Weekly currency forecast: Mixed UK data to drive GBP volatility?

Roxane Cody February 12th 2024 - 2 minute read

Last week brought choppy trade to the currency market amid shifting central bank policy expectations.

This week, a handful of high-impact UK data releases could trigger erratic trade in the pound. Meanwhile, the US dollar may face headwinds amid an expected cooldown in US inflation.

Pound

Although the UK’s final services PMI beat expectations last week, signs of easing inflation in the survey saw Sterling stumble. However, hawkish comments from multiple Bank of England (BoE) policymakers helped the pound regain ground.

GBP could see significant volatility this week, as the UK’s latest jobs report, consumer price index, GDP figures and retail sales data are all due out. Economists expect to see mixed results in these releases, so the pound could fluctuate throughout the week.

Euro

The euro wavered slightly lower last week as traders reacted to the latest German and Eurozone economic data. While German factory orders smashed forecasts, the rest of the releases were mostly downbeat.

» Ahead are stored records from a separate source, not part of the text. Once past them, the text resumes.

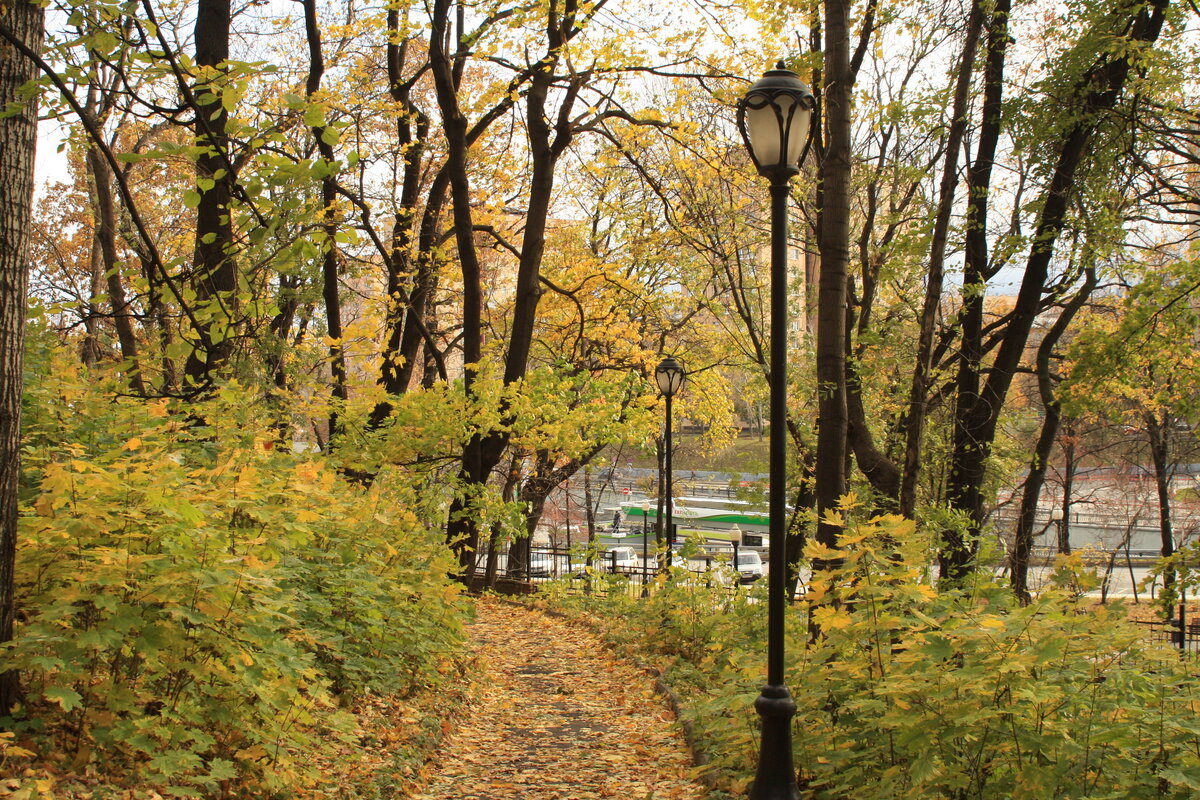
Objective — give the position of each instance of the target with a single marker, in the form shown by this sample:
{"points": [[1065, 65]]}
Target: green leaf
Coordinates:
{"points": [[67, 698]]}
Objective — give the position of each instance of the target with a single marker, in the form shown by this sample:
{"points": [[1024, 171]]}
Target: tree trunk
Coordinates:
{"points": [[834, 245], [215, 275], [977, 416], [1023, 545], [918, 392], [1158, 432], [18, 137], [106, 235], [1068, 488], [329, 266], [963, 482], [547, 142]]}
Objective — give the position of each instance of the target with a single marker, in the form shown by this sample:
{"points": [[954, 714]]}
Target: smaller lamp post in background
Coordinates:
{"points": [[670, 377], [736, 540], [646, 554], [775, 121]]}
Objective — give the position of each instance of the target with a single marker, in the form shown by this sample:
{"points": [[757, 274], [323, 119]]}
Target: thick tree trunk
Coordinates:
{"points": [[977, 415], [547, 142], [106, 235], [834, 245], [918, 392], [1069, 467], [329, 262], [1158, 432], [1024, 539], [18, 137], [959, 485], [215, 274]]}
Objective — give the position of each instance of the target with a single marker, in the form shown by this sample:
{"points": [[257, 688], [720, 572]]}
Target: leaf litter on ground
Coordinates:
{"points": [[558, 716]]}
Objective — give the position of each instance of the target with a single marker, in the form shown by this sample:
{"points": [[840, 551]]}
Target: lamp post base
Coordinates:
{"points": [[775, 776]]}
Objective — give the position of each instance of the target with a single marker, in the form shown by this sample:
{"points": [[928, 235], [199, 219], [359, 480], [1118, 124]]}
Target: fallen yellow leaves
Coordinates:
{"points": [[556, 716]]}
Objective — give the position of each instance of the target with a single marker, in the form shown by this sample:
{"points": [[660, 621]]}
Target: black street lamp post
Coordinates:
{"points": [[670, 377], [646, 555], [774, 118]]}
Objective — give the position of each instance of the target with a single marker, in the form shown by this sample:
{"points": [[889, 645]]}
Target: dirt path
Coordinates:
{"points": [[558, 717]]}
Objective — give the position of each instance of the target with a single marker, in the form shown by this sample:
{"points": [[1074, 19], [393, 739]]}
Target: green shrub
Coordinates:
{"points": [[198, 602], [913, 693]]}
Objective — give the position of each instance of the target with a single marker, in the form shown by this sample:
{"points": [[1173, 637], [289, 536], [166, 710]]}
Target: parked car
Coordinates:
{"points": [[541, 565], [621, 559], [749, 566]]}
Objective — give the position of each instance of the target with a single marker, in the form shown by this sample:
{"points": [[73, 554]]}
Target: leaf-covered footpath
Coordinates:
{"points": [[558, 717]]}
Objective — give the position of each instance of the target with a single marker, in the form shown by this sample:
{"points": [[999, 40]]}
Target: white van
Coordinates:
{"points": [[749, 566]]}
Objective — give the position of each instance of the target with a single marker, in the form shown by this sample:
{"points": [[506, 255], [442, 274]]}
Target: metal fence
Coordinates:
{"points": [[616, 569], [1187, 638]]}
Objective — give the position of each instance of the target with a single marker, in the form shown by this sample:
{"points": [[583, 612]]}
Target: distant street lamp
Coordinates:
{"points": [[646, 554], [670, 377], [774, 119], [736, 540]]}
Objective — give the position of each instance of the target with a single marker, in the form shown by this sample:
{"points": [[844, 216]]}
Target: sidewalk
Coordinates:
{"points": [[558, 717]]}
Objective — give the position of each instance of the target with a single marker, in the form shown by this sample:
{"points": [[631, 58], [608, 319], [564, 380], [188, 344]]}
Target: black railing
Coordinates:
{"points": [[580, 565], [1186, 638]]}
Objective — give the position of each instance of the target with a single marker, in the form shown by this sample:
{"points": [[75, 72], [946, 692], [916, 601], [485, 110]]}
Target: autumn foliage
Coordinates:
{"points": [[201, 605]]}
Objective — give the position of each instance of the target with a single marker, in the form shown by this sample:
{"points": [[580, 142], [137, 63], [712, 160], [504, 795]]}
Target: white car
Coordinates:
{"points": [[541, 565], [619, 559], [749, 566]]}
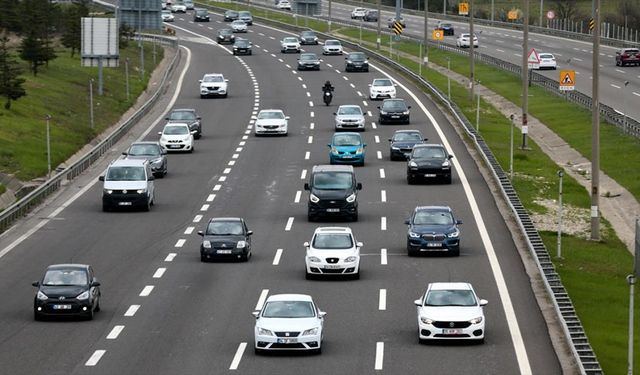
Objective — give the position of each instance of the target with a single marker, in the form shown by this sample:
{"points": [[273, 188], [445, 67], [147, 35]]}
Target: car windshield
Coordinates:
{"points": [[450, 298], [288, 309], [433, 218], [144, 150], [382, 82], [350, 110], [402, 137], [225, 228], [329, 241], [428, 153], [68, 277], [347, 140], [332, 180]]}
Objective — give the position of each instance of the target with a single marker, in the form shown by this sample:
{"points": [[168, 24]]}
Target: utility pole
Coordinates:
{"points": [[595, 127]]}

Looking forward, Germany’s ZEW economic sentiment index is the key focus for EUR investors this week. Could another improvement this month give the single currency a boost?

US dollar

The US dollar started last week strong, striking a near three-month high following hawkish comments from Federal Reserve Chair Jerome Powell. However, USD trimmed its gains as the week went on amid an improving market mood.

This week the spotlight falls on the latest US consumer price index. Could a cooldown in inflation fuel Fed interest rate cut bets, thereby sapping demand for the ‘greenback’?

Australian dollar

Last week the Australian dollar see-sawed. A hawkish tone from the Reserve Bank of Australia (RBA) following its rate decision lent AUD some support, but worries about deflation in China offset the upside.

Looking ahead, Australia’s latest jobs report is the focus for AUD investors this week. Could an uptick in unemployment dampen bets on another rate hike from the RBA, thereby pushing the ‘Aussie’ lower?